Special Viewpoints

Molecular Networks: The Top-Down View

See allHide authors and affiliations

Science  26 Sep 2003:
Vol. 301, Issue 5641, pp. 1864-1865
DOI: 10.1126/science.1089118


Network theory can give a useful overview of how a biological system works. But to make testable predictions, we need the details.

The exhilarating progress of the past decade has brought an unprecedented wealth of quantitative information on living systems, from genomic sequences to protein structures and beyond. But although technical advances make data collection ever easier, investigators are increasingly concerned by their inability to gain a bigger picture. How can this growing mountain of facts be assimilated, and where will the new ideas come from that will help us gain a broader perspective?

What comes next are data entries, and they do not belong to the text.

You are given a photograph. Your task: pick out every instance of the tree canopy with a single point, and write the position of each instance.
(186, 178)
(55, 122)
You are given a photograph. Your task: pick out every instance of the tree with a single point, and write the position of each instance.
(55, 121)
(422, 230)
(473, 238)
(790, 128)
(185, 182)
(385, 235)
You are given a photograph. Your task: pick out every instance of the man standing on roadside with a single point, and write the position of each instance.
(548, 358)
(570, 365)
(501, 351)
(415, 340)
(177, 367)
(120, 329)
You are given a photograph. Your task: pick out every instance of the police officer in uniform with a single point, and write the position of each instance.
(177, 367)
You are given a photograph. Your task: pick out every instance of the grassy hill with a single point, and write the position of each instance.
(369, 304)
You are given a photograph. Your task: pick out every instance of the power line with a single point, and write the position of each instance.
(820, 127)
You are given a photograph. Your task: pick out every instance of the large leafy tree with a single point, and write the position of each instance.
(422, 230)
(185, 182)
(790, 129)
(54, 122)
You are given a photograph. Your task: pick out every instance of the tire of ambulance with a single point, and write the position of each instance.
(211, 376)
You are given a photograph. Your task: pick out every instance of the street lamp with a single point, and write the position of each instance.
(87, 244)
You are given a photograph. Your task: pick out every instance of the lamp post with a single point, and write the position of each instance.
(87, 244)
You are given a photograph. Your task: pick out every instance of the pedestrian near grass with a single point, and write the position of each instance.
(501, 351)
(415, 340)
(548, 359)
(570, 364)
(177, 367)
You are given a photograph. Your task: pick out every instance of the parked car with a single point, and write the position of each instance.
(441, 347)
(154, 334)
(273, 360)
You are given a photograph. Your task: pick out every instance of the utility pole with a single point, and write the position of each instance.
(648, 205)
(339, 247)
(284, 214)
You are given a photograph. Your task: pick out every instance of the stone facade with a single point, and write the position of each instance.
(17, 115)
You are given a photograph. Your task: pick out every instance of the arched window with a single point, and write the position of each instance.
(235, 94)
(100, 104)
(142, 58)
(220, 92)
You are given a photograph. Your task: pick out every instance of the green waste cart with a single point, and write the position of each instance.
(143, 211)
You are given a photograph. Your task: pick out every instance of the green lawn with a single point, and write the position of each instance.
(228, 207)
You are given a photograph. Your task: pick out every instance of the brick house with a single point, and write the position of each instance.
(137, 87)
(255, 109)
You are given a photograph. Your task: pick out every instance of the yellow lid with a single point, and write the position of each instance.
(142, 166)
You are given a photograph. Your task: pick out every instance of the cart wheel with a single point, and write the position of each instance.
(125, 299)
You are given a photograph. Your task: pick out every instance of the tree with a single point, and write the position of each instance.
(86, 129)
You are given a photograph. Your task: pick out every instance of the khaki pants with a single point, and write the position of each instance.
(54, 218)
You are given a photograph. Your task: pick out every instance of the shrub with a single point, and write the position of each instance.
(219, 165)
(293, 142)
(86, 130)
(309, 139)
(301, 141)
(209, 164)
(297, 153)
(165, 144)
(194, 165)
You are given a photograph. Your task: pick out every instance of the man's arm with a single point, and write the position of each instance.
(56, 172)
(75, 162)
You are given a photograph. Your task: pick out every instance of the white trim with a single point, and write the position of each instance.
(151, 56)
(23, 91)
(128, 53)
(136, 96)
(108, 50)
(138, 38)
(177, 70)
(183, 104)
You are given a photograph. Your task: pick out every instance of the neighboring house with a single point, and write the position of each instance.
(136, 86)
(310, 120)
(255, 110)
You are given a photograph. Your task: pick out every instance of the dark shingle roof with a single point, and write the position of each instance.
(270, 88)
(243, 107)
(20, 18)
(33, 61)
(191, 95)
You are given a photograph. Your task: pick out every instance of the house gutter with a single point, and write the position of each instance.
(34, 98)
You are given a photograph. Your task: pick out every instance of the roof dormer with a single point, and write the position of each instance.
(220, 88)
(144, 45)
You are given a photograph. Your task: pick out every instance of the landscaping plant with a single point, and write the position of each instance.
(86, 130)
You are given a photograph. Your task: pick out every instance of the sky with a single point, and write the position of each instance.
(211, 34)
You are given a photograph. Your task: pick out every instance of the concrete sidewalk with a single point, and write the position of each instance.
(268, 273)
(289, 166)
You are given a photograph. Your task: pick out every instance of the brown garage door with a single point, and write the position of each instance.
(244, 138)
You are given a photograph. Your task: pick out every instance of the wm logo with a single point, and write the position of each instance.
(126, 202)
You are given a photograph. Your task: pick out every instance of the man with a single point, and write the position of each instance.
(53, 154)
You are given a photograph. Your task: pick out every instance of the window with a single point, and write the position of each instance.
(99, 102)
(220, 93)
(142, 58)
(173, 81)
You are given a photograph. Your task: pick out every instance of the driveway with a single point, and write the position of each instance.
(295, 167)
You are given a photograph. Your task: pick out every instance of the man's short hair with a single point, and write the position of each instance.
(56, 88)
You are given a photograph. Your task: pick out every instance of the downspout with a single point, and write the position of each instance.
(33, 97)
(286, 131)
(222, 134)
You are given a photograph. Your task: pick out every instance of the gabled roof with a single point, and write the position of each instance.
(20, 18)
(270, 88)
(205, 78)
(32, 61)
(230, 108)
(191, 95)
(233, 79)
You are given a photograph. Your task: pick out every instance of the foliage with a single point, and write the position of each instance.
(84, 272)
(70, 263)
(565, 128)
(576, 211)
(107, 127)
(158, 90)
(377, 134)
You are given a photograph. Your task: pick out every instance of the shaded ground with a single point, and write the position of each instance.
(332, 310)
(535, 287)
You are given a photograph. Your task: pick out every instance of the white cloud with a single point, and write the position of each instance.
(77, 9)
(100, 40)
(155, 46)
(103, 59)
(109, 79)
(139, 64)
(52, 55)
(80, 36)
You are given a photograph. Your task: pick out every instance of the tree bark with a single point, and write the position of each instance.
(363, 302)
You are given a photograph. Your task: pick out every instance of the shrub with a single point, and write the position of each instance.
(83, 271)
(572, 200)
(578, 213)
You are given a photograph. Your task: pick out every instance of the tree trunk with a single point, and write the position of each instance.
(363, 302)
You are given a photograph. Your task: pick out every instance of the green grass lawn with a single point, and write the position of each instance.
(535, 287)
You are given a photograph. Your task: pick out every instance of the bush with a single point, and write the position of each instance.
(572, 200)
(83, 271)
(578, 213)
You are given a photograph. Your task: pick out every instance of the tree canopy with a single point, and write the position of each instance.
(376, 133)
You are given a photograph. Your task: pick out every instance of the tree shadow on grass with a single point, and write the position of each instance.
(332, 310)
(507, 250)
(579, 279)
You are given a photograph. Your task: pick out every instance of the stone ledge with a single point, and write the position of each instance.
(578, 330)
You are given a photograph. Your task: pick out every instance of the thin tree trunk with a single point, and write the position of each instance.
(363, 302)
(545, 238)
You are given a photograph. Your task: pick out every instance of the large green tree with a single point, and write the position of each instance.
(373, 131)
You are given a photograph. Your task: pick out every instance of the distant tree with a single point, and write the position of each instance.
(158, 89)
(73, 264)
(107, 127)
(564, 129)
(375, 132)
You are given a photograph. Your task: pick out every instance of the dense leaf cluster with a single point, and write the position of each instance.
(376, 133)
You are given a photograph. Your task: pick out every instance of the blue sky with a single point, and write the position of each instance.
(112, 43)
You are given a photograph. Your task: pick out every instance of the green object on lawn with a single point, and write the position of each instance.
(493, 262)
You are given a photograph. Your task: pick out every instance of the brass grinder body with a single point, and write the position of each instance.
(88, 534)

One possibility, recently popular, is to treat living cells as a network. Everything in a living cell is, of course, connected to everything else, and interactions between macromolecules through multiple noncovalent bonds are the very fabric of life. It is therefore an attractive notion that, by taking a top-down view of protein-protein interactions, enzymatic pathways, signaling pathways, and gene regulatory pathways, we will gain a better perspective of how they work. Disciplines such as engineering and the social sciences have used networks to analyze their data for many years. So why shouldn't molecular biologists use insights gained from these other fields to learn more about cells? Is this approach useful, and if so, what can it teach us?

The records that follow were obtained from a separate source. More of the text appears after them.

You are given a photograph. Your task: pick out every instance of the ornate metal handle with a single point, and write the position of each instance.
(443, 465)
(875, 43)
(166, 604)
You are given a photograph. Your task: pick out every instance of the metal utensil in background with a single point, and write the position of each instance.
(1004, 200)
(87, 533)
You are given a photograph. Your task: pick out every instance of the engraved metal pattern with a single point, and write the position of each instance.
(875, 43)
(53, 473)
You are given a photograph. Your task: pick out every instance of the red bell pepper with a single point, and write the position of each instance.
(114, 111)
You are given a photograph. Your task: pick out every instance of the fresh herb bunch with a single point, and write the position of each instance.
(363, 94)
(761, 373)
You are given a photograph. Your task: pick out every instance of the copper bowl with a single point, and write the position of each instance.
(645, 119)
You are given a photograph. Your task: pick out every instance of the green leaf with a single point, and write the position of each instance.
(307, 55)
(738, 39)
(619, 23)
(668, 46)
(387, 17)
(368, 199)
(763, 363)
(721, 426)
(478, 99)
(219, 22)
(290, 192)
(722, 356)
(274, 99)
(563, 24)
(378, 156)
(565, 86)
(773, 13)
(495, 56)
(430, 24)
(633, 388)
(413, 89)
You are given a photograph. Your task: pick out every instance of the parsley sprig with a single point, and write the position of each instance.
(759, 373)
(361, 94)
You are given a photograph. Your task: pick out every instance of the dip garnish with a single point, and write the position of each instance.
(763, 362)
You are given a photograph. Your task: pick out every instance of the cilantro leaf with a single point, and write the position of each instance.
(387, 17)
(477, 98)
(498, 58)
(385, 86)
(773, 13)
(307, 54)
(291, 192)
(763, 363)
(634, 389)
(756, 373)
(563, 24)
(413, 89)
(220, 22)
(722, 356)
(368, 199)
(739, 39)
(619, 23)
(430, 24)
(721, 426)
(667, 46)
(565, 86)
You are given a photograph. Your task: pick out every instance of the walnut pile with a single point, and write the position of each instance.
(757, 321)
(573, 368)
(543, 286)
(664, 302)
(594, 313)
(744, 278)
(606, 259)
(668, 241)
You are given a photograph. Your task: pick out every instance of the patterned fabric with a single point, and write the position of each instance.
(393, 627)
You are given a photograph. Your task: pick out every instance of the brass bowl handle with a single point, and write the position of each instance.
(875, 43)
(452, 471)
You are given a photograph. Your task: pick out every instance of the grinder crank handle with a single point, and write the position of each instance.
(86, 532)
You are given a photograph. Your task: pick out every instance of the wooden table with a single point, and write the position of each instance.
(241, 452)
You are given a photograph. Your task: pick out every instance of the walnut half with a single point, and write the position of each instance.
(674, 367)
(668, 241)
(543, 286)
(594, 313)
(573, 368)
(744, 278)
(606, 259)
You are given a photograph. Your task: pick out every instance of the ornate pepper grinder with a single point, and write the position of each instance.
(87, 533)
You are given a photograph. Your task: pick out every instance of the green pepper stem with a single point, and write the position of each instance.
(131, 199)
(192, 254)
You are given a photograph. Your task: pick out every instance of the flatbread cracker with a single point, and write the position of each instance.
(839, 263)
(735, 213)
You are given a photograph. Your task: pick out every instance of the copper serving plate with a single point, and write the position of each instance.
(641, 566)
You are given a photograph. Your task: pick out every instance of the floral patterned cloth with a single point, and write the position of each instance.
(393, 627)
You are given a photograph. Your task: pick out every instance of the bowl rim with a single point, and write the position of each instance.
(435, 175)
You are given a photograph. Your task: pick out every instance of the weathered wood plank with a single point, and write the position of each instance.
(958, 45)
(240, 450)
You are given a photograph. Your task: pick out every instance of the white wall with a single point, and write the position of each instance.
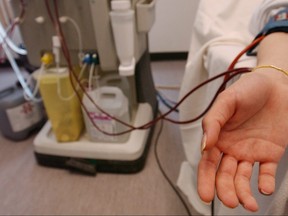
(173, 26)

The most basic feature of any network is its architecture, which places boundaries on how it acts and how it might have been formed. If you arrange a large collection of nodes (representing molecules in our case) in two dimensions, for example, you can connect them up in a variety of ways— by linking nearest neighbors in a regular fashion, or by selecting them at random and joining them together. A third strategy—which is of great contemporary interest because it seems to correspond to many naturally occurring networks—is to give a few of the nodes a very large number of connections and allow the rest to have relatively few (Fig. 1). These three networks will exhibit different global features, even if it is assumed that they contain the same number of nodes and the same number of connections (1). The number of connections per node for both the regular and random networks, for example, will have a roughly normal distribution with an average value that gives a characteristic “scale” to the network.

Fig. 1.

The same set of nodes can be linked together in many different ways, three of which are illustrated here. A regular network, with nearest neighbors connected, tends to be “cliquish,” having local groups of highly interconnected nodes. A random network lacks cliquishness but is easily traversed because the number of steps between any two nodes is relatively small. Scale-free networks, distinguished by the presence of a few highly connected nodes, are both cliquish and easily traversed. Most networks of interest to biologists are, of course, much larger than those shown here and require graph-theoretic methods for their analysis.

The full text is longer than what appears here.